The power's out in the heart of man
Beeminder says this post isn't due until tomorrow evening, but the power went out and there's not much else I can do, so I'm writing this post by torchlight. How romantic.
- Interesting piece in Asterisk this week about the percieved decline in culture since the start of the 21st century, and the inarguable decline in published, professional reviews and essays, and therefore of criticism as a vocation. Of course, 'critics' (complainers, nitpickers, haters etc.) aren't hard to find, but deep analysis, or even the brief but neatly crystalised reviews of someone like Robert Christgau seem harder to come by. Not impossible to find, of course, but almost always tucked away on niche sites and individual blogs and never surfaced by any algorithmic process or ranking by like count.
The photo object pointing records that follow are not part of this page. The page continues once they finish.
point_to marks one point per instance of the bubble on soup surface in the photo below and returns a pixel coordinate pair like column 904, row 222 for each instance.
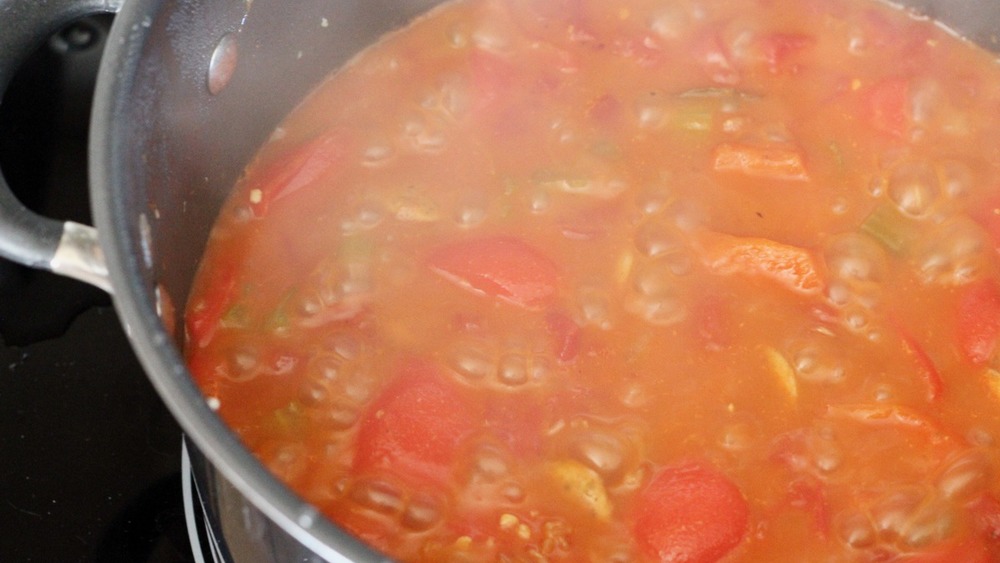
column 655, row 296
column 735, row 437
column 817, row 360
column 423, row 134
column 932, row 523
column 490, row 463
column 450, row 98
column 378, row 495
column 654, row 239
column 287, row 461
column 243, row 364
column 513, row 370
column 954, row 254
column 893, row 513
column 594, row 307
column 957, row 178
column 422, row 513
column 964, row 475
column 603, row 452
column 313, row 392
column 914, row 188
column 856, row 259
column 856, row 530
column 474, row 360
column 335, row 416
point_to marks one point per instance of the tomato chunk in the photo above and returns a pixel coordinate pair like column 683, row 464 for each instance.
column 204, row 317
column 503, row 267
column 289, row 174
column 979, row 321
column 791, row 266
column 887, row 106
column 779, row 48
column 690, row 514
column 773, row 162
column 415, row 427
column 925, row 365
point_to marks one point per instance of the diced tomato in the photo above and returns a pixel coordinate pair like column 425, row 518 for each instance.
column 807, row 495
column 415, row 427
column 606, row 112
column 878, row 414
column 565, row 335
column 978, row 319
column 645, row 51
column 779, row 48
column 713, row 320
column 771, row 162
column 715, row 60
column 503, row 267
column 303, row 167
column 887, row 106
column 929, row 373
column 203, row 317
column 791, row 266
column 492, row 77
column 518, row 422
column 690, row 514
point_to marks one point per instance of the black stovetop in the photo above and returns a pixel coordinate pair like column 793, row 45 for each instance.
column 89, row 457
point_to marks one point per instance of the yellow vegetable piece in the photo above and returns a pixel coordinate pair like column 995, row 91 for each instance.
column 783, row 370
column 583, row 486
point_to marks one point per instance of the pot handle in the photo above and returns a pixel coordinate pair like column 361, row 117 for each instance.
column 66, row 248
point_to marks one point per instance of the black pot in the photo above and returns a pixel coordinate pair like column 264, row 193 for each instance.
column 188, row 90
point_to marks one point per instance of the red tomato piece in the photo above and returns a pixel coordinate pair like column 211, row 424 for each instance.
column 807, row 495
column 779, row 48
column 565, row 335
column 690, row 514
column 492, row 77
column 716, row 60
column 303, row 167
column 503, row 267
column 887, row 107
column 979, row 321
column 791, row 266
column 773, row 162
column 713, row 318
column 415, row 427
column 204, row 317
column 925, row 365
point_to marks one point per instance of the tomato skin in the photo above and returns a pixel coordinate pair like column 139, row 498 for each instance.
column 773, row 163
column 779, row 48
column 415, row 427
column 791, row 266
column 503, row 267
column 304, row 166
column 978, row 319
column 690, row 514
column 204, row 317
column 887, row 107
column 926, row 367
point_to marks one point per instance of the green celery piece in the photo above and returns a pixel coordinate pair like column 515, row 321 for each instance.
column 891, row 228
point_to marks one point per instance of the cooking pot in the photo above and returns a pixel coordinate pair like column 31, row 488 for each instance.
column 187, row 91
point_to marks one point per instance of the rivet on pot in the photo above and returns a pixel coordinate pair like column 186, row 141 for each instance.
column 223, row 63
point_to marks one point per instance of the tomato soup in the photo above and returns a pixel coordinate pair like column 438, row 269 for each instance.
column 627, row 280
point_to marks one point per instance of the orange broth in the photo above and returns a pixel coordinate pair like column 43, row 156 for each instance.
column 608, row 280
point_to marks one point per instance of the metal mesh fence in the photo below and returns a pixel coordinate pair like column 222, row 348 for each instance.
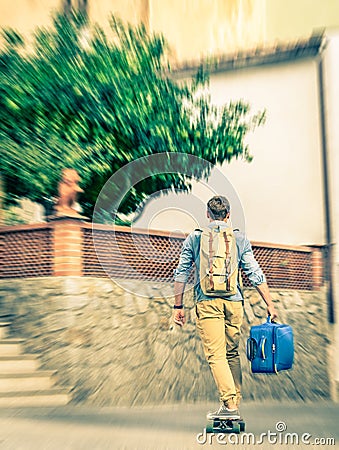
column 153, row 257
column 26, row 253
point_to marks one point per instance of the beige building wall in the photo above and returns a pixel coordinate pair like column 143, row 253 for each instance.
column 196, row 28
column 290, row 19
column 281, row 190
column 25, row 15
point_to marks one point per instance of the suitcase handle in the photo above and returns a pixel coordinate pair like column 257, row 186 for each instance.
column 262, row 347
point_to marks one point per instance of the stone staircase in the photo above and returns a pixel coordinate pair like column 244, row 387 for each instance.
column 21, row 381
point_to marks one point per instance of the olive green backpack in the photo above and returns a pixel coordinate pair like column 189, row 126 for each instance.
column 219, row 270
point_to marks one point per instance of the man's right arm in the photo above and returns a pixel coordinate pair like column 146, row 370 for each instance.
column 256, row 276
column 181, row 275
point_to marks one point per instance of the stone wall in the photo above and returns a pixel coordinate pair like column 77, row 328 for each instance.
column 118, row 348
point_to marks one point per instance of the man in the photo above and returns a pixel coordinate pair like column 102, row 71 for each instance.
column 219, row 319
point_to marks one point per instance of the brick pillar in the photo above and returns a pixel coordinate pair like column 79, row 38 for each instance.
column 67, row 247
column 317, row 268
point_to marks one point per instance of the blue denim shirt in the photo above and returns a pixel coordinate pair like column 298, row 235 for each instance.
column 191, row 253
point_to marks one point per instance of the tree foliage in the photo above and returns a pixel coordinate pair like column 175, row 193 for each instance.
column 96, row 105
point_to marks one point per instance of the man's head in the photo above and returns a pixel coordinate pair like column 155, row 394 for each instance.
column 218, row 208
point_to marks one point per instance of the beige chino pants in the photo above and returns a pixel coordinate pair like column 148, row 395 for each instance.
column 219, row 322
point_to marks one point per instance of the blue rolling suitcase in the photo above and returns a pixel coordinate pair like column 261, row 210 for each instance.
column 270, row 347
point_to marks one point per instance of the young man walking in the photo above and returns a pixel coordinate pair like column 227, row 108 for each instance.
column 220, row 315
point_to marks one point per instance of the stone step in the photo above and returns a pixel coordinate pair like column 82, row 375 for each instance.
column 51, row 397
column 4, row 329
column 18, row 364
column 10, row 347
column 17, row 382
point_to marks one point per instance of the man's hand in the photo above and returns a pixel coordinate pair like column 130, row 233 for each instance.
column 179, row 317
column 272, row 312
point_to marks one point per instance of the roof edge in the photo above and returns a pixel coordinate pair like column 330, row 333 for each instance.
column 265, row 55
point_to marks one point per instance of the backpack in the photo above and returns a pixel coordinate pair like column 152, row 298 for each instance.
column 219, row 270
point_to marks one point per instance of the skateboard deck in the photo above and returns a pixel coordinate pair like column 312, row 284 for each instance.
column 225, row 425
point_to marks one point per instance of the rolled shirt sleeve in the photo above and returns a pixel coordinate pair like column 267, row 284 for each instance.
column 182, row 272
column 250, row 266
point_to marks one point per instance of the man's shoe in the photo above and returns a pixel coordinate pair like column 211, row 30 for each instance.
column 224, row 413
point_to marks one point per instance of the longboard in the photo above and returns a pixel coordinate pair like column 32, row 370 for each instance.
column 225, row 425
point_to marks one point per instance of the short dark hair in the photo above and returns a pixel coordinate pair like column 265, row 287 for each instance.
column 218, row 207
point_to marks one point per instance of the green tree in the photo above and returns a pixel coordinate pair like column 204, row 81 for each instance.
column 97, row 105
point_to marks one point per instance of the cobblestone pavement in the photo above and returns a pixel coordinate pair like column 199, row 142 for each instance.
column 167, row 427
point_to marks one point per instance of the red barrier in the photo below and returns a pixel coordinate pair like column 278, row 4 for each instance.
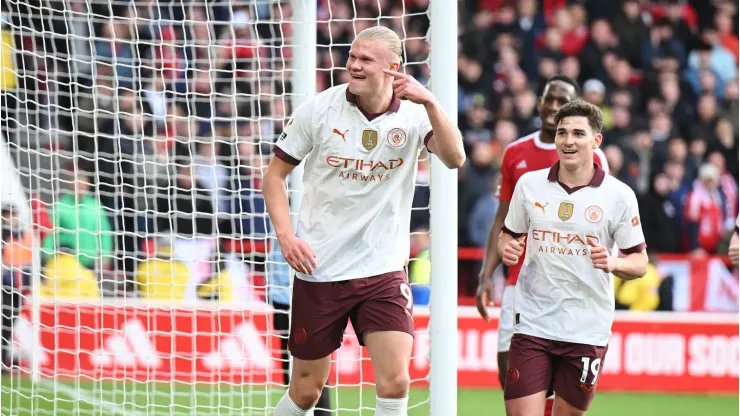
column 667, row 352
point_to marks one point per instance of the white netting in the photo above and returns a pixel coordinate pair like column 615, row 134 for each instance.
column 138, row 133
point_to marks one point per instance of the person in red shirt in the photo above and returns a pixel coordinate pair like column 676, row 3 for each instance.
column 533, row 152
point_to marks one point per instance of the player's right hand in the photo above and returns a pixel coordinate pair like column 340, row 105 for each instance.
column 298, row 254
column 484, row 297
column 513, row 250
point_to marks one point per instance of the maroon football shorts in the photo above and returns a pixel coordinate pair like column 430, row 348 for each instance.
column 537, row 364
column 320, row 311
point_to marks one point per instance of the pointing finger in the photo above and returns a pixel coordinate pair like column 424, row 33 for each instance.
column 398, row 82
column 393, row 73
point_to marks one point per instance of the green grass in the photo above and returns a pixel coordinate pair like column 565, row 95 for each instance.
column 21, row 397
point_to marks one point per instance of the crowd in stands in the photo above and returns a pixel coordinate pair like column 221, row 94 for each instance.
column 173, row 108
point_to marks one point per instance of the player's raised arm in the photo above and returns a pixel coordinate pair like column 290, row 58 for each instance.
column 446, row 142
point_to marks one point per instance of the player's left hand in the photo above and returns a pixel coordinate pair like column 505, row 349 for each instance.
column 733, row 252
column 407, row 87
column 601, row 259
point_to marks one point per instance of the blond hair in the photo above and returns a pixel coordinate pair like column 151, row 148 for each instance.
column 387, row 37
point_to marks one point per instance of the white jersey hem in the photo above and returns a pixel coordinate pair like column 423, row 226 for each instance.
column 597, row 343
column 311, row 278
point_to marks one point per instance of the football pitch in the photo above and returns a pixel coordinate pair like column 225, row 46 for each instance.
column 20, row 397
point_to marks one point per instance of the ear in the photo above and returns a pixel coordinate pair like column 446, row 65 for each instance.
column 597, row 140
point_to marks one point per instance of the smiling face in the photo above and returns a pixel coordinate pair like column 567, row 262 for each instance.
column 367, row 59
column 575, row 141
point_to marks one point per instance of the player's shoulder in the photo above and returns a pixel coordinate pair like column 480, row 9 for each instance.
column 618, row 189
column 534, row 178
column 520, row 148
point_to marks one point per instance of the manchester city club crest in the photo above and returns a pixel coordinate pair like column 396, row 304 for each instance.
column 565, row 212
column 369, row 139
column 396, row 137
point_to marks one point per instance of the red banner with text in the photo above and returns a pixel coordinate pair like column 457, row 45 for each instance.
column 666, row 352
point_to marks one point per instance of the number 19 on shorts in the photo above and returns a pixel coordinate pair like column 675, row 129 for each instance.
column 590, row 367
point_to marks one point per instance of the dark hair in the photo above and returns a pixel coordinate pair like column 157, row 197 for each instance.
column 580, row 108
column 567, row 80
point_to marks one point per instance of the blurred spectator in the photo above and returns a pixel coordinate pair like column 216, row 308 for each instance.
column 728, row 188
column 639, row 294
column 709, row 54
column 663, row 51
column 16, row 248
column 594, row 92
column 80, row 226
column 482, row 215
column 704, row 218
column 631, row 31
column 187, row 212
column 660, row 225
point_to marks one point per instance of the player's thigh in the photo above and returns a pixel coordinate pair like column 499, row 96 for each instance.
column 529, row 369
column 577, row 372
column 383, row 323
column 387, row 305
column 318, row 319
column 390, row 354
column 506, row 319
column 308, row 377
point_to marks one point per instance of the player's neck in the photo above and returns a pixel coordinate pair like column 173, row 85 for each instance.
column 578, row 176
column 547, row 137
column 375, row 103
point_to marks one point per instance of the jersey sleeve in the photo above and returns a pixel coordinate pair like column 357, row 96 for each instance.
column 425, row 128
column 600, row 159
column 296, row 141
column 506, row 187
column 628, row 233
column 516, row 223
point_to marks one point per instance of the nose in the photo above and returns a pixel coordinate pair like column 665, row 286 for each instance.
column 568, row 140
column 354, row 65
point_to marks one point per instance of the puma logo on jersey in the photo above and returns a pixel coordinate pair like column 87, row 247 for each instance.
column 335, row 131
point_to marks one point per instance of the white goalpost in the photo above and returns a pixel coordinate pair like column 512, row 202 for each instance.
column 139, row 132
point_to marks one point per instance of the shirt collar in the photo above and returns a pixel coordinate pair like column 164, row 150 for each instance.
column 393, row 107
column 595, row 181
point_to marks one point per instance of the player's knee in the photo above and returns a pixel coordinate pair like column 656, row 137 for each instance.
column 306, row 391
column 394, row 387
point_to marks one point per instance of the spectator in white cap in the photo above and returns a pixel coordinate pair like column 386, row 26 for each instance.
column 704, row 216
column 594, row 92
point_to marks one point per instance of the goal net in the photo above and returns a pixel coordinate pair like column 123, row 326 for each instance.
column 140, row 271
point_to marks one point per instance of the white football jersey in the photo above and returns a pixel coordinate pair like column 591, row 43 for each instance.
column 358, row 181
column 559, row 294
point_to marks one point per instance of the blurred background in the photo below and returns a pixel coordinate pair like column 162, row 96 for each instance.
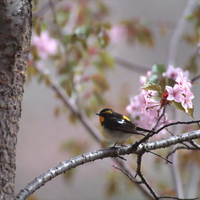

Perhaps the writing from these disparite sources has a greater breadth than what you would find in a print magazine back in the day, but I feel like miss the era where finding good culture writing was more like hunting for diamonds in a few neatly formed piles rather than a massive, desolate field with rubbish dumped on it by the ton.
Might add some more thoughts later. Turns out writing stuff out longhand in the dark and then tapping it out on my phone is a lot more tiring than doing it on the computer. I guess I can count mains electricity as an uncomplicatedly good technological advance for the production of writing, at least.